# Unmapped MARC fields and subfields
This notebook:
* Documents MARC fields and subfields omitted from Argot mappings
* Identifies MARC mapping decisions to be made, by analyzing:
 * current MARC specification from http://www.loc.gov/marc/bibliographic/ecbdlist.html 
 * Argot mappings from https://github.com/trln/data-documentation/blob/master/argot/argot.xlsx
 * Our explicit field and subfield omission decisions 

MARC fields we have decided to exclude from Argot mappings are recorded in [`unmapped_marc_tags.json`](https://github.com/trln/data-documentation/blob/master/marc/unmapped_marc_tags.json).

Specific MARC subfields excluded from Argot mappings *when some subfields from the field ARE mapped* are recorded in [`unmapped_marc_subfields.json`](https://github.com/trln/data-documentation/blob/master/marc/unmapped_marc_subfields.json).

## Use the current MARC specification
First, run script to generate JSON hash of current MARC specification. If successful: 
* Out will = true
* `marc_definition.json` is written to `data-documentation/marc` folder

In [20]:
require './extract_marc_bib_spec'

false

## Get all our mappings data
This next bit just reads in all the data we'll need: 
* `marc_spec` is the updated MARC specification created in the previous step
* `unmapped_fields` is our explicit decisions about MARC fields not mapped to Argot
* `unmapped_subfields` is our explicit decisions about individual MARC subfields not mapped to Argot.
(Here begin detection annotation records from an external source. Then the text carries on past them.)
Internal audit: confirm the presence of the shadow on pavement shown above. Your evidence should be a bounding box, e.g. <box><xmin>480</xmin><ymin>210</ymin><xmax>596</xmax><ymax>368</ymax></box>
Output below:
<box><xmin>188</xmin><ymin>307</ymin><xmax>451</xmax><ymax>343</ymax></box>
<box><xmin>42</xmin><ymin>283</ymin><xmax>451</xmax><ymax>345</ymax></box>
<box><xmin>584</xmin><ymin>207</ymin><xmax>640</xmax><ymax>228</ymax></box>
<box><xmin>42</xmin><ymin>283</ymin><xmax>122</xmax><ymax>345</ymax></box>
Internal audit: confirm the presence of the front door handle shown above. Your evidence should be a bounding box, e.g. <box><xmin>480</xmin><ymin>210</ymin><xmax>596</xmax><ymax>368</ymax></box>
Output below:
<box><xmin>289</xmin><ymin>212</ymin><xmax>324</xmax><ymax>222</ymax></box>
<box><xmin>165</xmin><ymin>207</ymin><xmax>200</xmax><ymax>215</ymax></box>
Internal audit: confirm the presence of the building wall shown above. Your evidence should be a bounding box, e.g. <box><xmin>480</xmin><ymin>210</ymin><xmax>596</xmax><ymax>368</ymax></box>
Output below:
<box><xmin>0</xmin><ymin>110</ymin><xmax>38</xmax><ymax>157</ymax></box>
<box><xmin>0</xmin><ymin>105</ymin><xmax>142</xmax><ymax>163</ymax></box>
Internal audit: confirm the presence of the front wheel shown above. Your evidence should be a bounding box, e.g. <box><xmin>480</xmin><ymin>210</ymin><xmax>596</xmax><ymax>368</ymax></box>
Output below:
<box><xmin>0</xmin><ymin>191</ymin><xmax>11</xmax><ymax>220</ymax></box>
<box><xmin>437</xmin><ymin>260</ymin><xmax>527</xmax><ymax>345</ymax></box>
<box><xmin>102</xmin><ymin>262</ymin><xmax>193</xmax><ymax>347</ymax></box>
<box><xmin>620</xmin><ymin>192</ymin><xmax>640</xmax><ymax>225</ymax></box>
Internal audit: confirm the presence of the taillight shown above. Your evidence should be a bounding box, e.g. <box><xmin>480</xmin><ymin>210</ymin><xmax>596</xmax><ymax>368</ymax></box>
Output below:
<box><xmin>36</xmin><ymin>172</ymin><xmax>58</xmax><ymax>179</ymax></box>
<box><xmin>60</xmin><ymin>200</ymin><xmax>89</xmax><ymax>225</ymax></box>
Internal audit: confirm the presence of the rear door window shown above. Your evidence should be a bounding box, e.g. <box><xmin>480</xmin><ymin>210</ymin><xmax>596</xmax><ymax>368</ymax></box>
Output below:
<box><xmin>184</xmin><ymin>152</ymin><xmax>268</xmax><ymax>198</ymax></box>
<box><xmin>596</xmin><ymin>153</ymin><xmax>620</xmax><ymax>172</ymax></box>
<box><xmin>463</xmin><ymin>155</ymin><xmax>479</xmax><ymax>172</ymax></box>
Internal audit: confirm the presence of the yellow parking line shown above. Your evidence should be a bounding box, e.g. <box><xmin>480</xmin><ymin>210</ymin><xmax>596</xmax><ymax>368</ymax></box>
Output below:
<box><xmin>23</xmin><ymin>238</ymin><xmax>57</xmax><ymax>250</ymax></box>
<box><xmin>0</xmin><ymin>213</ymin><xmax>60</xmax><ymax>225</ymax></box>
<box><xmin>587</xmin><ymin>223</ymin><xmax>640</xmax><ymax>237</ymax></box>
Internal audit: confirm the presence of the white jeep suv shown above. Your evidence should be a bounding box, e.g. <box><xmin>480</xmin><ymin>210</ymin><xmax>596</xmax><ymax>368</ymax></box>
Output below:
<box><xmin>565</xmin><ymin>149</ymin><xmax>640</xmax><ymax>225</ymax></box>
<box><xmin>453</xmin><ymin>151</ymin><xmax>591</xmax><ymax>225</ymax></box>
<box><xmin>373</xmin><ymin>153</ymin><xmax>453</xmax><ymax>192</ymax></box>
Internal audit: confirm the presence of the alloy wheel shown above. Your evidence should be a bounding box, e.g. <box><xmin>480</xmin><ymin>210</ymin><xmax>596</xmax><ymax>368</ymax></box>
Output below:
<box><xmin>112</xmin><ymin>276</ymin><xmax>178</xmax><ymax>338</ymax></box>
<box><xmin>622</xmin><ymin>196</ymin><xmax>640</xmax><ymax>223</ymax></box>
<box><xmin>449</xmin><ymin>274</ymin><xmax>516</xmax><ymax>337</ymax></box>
These subfields all occur in MARC fields that are otherwise mapped to Argot. 

In [21]:
marc_spec = JSON.parse(File.read('marc_definition.json'))
unmapped_fields = JSON.parse(File.read('unmapped_marc_tags.json'))
unmapped_subfields = JSON.parse(File.read('unmapped_marc_subfields.json'))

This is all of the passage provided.